2. Add the tracking endpoint
Create packages/api/src/routes/analytics.ts. This is a public endpoint (no auth required -- it tracks anonymous page views):
import { OpenAPIHono, createRoute, z } from '@hono/zod-openapi';
import { pageView } from '../db/schema';
import { createHash } from 'crypto';
import type { AppEnv } from '../types';
import { getDb } from './helpers';
const trackPageViewRoute = createRoute({
method: 'post',
path: '/pageview',
tags: ['Analytics'],
request: {
body: {
content: {
'application/json': {
schema: z.object({
path: z.string().max(500),
pageTitle: z.string().max(200).optional(),
referrer: z.string().max(500).optional(),
utmSource: z.string().max(100).optional(),
utmMedium: z.string().max(100).optional(),
utmCampaign: z.string().max(200).optional(),
screenWidth: z.enum(['sm', 'md', 'lg', 'xl']).optional(),
language: z.string().max(10).optional(),
}),
},
},
},
},
responses: {
202: {
content: { 'application/json': { schema: z.object({ ok: z.boolean() }) } },
description: 'Page view recorded',
},
400: {
content: { 'application/json': { schema: z.object({ error: z.string() }) } },
description: 'Invalid request',
},
},
});
export const analyticsRoutes = new OpenAPIHono<AppEnv>()
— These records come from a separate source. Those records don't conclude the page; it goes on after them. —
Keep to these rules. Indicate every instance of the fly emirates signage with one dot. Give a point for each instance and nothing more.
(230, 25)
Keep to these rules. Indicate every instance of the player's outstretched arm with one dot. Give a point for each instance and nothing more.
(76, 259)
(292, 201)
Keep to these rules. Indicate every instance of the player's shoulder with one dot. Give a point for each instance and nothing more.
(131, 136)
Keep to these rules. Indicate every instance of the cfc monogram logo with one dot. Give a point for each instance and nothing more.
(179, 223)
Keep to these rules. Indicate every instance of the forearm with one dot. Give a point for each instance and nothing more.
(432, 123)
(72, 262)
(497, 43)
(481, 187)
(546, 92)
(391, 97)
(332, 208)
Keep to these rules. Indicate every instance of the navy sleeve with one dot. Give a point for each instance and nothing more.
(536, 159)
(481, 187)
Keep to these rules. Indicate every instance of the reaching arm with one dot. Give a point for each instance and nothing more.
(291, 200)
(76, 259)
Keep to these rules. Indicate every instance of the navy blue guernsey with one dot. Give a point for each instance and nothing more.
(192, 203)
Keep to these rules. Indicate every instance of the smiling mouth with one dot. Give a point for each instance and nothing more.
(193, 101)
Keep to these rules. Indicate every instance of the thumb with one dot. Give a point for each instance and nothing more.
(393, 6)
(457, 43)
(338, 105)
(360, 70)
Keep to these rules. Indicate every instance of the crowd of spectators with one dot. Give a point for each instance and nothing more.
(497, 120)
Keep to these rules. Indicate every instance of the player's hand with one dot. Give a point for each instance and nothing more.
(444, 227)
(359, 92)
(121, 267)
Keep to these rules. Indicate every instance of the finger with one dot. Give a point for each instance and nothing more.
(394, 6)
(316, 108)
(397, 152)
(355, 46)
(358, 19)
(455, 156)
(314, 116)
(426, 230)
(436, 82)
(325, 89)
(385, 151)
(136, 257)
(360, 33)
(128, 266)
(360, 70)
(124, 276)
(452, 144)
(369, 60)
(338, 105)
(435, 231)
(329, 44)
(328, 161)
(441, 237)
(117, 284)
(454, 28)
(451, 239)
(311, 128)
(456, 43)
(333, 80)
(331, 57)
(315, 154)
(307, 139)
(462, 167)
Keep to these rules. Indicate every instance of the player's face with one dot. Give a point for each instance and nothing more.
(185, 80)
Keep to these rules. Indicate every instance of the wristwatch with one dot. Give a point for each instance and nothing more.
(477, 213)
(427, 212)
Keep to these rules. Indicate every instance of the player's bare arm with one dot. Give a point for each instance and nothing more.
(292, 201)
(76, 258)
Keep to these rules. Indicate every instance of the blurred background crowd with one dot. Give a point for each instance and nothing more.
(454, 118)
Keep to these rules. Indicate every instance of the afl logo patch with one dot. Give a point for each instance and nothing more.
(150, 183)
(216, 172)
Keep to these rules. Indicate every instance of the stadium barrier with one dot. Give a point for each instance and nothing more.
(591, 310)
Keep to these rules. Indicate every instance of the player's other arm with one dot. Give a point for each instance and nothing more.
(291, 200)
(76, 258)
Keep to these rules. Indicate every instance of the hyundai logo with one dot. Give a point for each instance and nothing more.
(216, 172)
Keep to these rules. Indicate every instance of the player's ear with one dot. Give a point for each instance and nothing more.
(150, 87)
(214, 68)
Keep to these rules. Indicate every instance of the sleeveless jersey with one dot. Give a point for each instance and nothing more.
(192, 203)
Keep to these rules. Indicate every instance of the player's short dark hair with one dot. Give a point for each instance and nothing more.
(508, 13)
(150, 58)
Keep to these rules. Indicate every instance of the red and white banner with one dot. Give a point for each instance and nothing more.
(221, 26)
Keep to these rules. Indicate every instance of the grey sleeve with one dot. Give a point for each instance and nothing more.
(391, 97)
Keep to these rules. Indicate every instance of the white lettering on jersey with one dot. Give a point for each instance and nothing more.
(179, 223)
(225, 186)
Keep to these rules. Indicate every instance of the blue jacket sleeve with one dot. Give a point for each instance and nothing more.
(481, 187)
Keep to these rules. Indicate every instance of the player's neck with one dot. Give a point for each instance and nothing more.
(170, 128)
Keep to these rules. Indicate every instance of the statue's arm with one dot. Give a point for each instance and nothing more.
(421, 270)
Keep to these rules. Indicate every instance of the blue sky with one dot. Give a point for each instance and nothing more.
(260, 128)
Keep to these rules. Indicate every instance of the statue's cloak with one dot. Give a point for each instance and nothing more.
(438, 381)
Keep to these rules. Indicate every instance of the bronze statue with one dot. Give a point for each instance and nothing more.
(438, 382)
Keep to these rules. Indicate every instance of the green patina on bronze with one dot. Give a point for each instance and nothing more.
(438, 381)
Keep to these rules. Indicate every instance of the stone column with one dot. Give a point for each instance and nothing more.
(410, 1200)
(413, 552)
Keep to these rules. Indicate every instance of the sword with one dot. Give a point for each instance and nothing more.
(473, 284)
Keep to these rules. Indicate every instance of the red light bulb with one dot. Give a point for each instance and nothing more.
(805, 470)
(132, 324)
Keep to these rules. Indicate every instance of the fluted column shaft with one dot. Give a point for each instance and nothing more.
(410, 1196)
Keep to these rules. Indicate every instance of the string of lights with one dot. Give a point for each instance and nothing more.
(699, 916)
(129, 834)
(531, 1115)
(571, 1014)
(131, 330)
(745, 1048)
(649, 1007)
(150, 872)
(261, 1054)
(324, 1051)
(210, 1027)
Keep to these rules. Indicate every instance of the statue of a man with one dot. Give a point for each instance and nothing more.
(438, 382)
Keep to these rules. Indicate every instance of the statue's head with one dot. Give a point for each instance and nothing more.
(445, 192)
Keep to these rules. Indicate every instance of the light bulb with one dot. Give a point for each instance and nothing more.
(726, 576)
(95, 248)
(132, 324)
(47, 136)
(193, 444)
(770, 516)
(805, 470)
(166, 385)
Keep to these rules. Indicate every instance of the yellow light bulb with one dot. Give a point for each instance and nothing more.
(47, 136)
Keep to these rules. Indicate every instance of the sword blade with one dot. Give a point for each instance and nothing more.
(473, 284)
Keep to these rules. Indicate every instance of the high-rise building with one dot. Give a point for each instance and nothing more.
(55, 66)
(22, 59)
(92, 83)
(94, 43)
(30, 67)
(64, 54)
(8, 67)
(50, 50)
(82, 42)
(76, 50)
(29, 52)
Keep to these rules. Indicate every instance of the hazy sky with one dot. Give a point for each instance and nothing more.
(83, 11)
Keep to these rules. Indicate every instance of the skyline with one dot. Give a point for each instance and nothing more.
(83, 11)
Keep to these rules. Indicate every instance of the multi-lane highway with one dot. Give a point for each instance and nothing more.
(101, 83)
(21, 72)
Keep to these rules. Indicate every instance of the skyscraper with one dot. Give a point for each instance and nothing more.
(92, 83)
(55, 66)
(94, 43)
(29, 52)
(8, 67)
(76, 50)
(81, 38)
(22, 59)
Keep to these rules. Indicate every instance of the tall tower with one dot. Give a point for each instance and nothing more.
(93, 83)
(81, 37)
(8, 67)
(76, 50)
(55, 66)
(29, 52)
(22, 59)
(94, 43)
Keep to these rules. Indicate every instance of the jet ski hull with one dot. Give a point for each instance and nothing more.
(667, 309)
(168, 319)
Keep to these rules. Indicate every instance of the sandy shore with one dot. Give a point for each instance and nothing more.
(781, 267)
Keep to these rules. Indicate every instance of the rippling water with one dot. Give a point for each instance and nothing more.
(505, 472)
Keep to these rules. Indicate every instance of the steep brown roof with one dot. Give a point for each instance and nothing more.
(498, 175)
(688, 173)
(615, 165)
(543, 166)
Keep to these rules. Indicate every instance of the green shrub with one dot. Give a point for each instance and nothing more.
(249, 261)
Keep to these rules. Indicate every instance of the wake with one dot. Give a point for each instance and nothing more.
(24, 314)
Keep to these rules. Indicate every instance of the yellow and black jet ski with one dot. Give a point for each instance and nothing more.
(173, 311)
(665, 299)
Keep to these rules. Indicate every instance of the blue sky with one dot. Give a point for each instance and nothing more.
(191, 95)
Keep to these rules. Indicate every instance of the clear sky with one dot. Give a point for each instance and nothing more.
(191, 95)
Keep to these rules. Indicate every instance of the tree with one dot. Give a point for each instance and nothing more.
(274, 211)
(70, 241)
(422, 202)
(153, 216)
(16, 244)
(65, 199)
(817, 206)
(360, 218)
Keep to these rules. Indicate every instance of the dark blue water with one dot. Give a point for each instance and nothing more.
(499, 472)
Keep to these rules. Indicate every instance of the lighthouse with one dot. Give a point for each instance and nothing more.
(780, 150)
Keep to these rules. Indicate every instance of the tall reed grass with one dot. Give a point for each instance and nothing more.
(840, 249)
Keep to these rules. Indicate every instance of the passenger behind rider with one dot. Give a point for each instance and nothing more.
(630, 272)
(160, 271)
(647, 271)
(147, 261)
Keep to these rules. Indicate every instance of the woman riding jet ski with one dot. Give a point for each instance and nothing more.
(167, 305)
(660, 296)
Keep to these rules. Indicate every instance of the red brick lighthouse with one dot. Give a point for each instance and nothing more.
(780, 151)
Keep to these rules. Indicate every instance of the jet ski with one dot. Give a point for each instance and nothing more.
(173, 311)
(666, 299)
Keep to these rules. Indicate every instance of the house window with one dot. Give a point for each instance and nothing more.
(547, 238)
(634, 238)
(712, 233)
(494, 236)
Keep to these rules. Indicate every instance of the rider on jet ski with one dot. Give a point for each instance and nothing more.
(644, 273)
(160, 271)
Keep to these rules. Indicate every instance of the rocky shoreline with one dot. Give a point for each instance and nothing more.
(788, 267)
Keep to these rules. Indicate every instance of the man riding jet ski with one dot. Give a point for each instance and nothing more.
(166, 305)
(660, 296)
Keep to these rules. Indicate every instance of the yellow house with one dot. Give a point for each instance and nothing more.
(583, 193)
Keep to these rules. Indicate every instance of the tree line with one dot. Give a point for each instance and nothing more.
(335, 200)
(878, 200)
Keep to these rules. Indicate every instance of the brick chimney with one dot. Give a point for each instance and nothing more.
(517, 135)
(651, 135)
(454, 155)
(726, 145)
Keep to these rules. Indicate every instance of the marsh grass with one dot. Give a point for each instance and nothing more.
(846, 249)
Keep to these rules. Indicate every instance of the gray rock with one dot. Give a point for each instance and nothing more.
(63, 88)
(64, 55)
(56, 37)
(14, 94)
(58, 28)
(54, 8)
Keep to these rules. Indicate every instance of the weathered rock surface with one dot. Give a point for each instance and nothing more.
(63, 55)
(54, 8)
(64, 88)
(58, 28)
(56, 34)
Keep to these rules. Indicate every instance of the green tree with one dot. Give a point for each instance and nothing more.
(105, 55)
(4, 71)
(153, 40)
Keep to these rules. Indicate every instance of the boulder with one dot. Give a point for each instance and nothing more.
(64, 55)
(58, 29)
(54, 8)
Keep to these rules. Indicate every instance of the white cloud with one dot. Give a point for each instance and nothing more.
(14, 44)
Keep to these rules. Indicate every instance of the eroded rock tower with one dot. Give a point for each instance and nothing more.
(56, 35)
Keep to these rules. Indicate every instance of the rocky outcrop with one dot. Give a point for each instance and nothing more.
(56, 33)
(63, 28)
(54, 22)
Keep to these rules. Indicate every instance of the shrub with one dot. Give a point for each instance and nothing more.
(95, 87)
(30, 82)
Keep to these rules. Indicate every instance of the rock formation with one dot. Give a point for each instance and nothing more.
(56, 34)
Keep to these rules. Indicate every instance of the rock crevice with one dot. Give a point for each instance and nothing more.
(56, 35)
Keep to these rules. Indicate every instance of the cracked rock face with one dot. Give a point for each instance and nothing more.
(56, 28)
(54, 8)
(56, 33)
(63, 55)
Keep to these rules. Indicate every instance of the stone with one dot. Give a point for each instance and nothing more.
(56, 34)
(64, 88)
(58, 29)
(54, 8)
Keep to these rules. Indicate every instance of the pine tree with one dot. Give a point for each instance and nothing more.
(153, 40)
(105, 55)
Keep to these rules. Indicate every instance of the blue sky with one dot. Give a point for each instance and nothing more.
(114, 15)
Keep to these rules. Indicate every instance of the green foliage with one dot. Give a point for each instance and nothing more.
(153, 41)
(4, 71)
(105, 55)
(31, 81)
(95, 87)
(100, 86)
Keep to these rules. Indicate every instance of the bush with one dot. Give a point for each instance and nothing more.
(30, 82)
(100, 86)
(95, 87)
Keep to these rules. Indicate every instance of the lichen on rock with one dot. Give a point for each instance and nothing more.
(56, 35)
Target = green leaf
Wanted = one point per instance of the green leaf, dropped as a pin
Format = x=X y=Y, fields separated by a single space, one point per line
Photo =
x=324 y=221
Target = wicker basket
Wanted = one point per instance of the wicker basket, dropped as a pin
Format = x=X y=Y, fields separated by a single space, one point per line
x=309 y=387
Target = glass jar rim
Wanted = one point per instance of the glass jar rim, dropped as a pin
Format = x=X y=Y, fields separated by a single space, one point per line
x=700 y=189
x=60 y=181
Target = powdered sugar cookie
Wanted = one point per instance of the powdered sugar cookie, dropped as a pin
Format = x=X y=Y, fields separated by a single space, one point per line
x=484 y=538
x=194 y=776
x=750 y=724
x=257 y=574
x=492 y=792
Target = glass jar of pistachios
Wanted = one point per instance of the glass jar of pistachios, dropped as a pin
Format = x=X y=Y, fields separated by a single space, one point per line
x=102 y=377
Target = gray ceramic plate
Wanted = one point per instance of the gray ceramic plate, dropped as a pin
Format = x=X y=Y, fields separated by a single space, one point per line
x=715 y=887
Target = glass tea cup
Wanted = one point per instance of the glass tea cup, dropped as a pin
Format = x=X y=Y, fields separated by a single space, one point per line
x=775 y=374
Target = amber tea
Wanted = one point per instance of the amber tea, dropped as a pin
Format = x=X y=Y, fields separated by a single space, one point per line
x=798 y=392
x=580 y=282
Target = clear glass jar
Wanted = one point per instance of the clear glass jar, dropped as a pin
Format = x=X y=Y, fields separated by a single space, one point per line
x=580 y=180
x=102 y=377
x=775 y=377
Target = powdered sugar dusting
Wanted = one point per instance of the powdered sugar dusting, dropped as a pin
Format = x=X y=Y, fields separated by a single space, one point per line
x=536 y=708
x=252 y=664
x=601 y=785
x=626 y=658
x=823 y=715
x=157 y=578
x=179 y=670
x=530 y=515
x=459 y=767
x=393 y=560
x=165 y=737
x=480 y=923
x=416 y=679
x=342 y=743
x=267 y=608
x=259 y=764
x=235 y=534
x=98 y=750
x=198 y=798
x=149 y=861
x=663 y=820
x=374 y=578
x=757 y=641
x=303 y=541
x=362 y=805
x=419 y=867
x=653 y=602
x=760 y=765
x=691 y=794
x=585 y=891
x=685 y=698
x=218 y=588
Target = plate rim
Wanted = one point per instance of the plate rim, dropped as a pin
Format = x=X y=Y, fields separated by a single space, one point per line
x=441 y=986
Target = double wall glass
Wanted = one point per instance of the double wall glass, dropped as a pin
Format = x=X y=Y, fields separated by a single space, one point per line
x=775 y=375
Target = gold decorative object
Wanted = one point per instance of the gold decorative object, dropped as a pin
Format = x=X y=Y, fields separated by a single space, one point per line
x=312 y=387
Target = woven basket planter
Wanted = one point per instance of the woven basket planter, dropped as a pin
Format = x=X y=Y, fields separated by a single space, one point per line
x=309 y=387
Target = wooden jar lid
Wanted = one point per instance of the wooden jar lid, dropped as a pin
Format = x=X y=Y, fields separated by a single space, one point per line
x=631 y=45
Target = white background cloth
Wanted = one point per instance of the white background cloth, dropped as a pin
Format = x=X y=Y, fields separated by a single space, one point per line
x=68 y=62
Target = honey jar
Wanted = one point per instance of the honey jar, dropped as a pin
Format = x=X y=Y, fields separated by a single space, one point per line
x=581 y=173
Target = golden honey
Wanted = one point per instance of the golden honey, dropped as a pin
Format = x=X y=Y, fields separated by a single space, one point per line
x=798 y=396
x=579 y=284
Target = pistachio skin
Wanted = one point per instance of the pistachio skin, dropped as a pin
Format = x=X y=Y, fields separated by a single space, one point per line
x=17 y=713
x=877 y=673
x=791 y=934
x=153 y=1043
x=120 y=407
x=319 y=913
.openapi(trackPageViewRoute, async (c) => {
const db = getDb(c);
const body = c.req.valid('json');
const ip = c.req.header('x-forwarded-for') || 'unknown';
const ua = c.req.header('user-agent') || '';
const today = new Date().toISOString().split('T')[0];
// One-way hash for daily unique visitor approximation
const sessionHash = createHash('sha256')
.update(`${ip}:${ua}:${today}`)
.digest('hex')
.slice(0, 16);
// Parse User-Agent for browser/OS/device (simple regex, no library needed)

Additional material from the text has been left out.